He added this would allow industry to avoid the ‘wait-and-see approach, which we believe is high risk’.

 

HCC industry development and relations manager John Richards said it was important businesses took steps to assess the possible impact on their sector and begin to plan accordingly through benchmarking and other tools.

 

He said: “It is not easy to plan when we do not know the final outcome, but knowing their costs and maximising efficiency is something farmers can do straight away which is certain to help.”

Trade

 

WALES was a net exporter of lamb, with 35 per cent exported outside the UK and 90 per cent of this going to the European Union.

 

And the biggest concern was with carcase balance, with 40 per cent of lamb bought in the UK leg joints.

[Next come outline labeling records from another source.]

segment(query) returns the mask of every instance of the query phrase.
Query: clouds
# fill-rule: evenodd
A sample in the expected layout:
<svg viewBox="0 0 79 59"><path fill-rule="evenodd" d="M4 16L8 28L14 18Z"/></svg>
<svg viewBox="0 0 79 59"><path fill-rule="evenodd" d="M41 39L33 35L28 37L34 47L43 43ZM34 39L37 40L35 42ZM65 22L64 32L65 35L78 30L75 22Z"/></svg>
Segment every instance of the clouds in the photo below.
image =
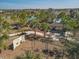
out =
<svg viewBox="0 0 79 59"><path fill-rule="evenodd" d="M79 0L0 0L0 8L79 8Z"/></svg>

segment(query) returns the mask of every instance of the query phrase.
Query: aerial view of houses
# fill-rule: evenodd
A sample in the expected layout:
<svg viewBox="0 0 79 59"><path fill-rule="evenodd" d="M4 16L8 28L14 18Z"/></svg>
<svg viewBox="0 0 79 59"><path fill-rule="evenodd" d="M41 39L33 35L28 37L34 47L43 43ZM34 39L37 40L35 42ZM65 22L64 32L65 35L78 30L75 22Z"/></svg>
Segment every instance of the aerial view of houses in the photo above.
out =
<svg viewBox="0 0 79 59"><path fill-rule="evenodd" d="M0 59L79 59L78 0L0 0Z"/></svg>

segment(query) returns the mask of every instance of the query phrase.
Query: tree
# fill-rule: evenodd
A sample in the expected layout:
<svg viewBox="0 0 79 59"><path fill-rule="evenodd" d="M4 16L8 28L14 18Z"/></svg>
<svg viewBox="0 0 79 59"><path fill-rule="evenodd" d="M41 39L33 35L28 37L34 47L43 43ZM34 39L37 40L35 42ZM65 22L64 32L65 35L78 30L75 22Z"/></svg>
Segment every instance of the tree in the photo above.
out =
<svg viewBox="0 0 79 59"><path fill-rule="evenodd" d="M35 35L34 35L34 47L35 48L35 39L36 39L36 30L40 27L40 23L39 23L39 20L38 19L33 19L31 22L30 22L30 26L31 28L34 30L35 32Z"/></svg>
<svg viewBox="0 0 79 59"><path fill-rule="evenodd" d="M44 23L41 24L41 28L44 31L44 38L45 38L45 41L46 41L45 49L48 49L48 38L46 38L46 32L49 31L49 25L44 22ZM46 57L46 59L48 59L48 56Z"/></svg>
<svg viewBox="0 0 79 59"><path fill-rule="evenodd" d="M8 38L9 36L7 34L0 36L0 51L7 48L6 41Z"/></svg>

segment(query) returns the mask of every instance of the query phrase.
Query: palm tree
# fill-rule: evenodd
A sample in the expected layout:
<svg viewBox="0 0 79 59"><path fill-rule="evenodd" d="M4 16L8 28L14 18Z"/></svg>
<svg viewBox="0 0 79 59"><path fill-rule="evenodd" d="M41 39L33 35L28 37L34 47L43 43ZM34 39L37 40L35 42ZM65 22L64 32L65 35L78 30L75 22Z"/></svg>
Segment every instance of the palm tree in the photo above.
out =
<svg viewBox="0 0 79 59"><path fill-rule="evenodd" d="M6 41L8 40L8 38L9 36L5 33L2 36L0 36L0 52L1 50L7 48Z"/></svg>
<svg viewBox="0 0 79 59"><path fill-rule="evenodd" d="M30 22L31 28L34 30L35 35L34 35L34 47L35 48L35 39L36 39L36 30L40 27L40 23L38 19L34 19Z"/></svg>
<svg viewBox="0 0 79 59"><path fill-rule="evenodd" d="M48 49L48 38L46 38L46 32L49 30L49 25L44 22L44 23L41 24L41 28L44 31L44 38L45 38L45 41L46 41L45 49ZM48 59L48 56L46 57L46 59Z"/></svg>

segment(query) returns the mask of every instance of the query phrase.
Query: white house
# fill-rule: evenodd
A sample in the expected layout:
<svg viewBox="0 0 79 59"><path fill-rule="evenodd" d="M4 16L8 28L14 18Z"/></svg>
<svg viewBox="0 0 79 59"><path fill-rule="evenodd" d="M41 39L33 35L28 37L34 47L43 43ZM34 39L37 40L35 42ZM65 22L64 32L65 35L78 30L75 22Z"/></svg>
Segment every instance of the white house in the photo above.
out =
<svg viewBox="0 0 79 59"><path fill-rule="evenodd" d="M12 47L13 47L13 50L15 50L22 42L25 41L25 35L21 35L17 38L15 38L12 42Z"/></svg>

Other member states have a preference for the loin and shoulder, complementing UK consumer demand.

 

However, Wales was a net importer of pork, beef and dairy products, which could open opportunities for import substitution if it became more difficult to import from the EU.

 

For potatoes, there were also opportunities in displacing imports of processed products, such as frozen chips, although there were challenges if the UK lost preferential market access to non-EU countries for seed exports secured in EU agreements.

Support

 

SUPPORT was proportionately more important to Wales than the rest of the UK for grazing livestock, outside the dairy sector.

 

And recent market volatility meant direct payments were ‘as important as ever’ in helping to compensate for potential market failure.

 

While it was not clear how agricultural support would change post-Brexit, there was likely to be much more scrutiny and support payments were important to maintain farm business incomes for many businesses.

 

Labour

 

MIGRANT labour was generally less important in Welsh agriculture, with labour-intensive industries such as horticulture making up a low proportion of agricultural output.

 

But the impact would be felt further down the supply chain, for example in abattoirs and meat-processing plants, which could put Welsh processing facilities at risk.

 

And 80 per cent of the vets in Welsh abattoirs were from the EU.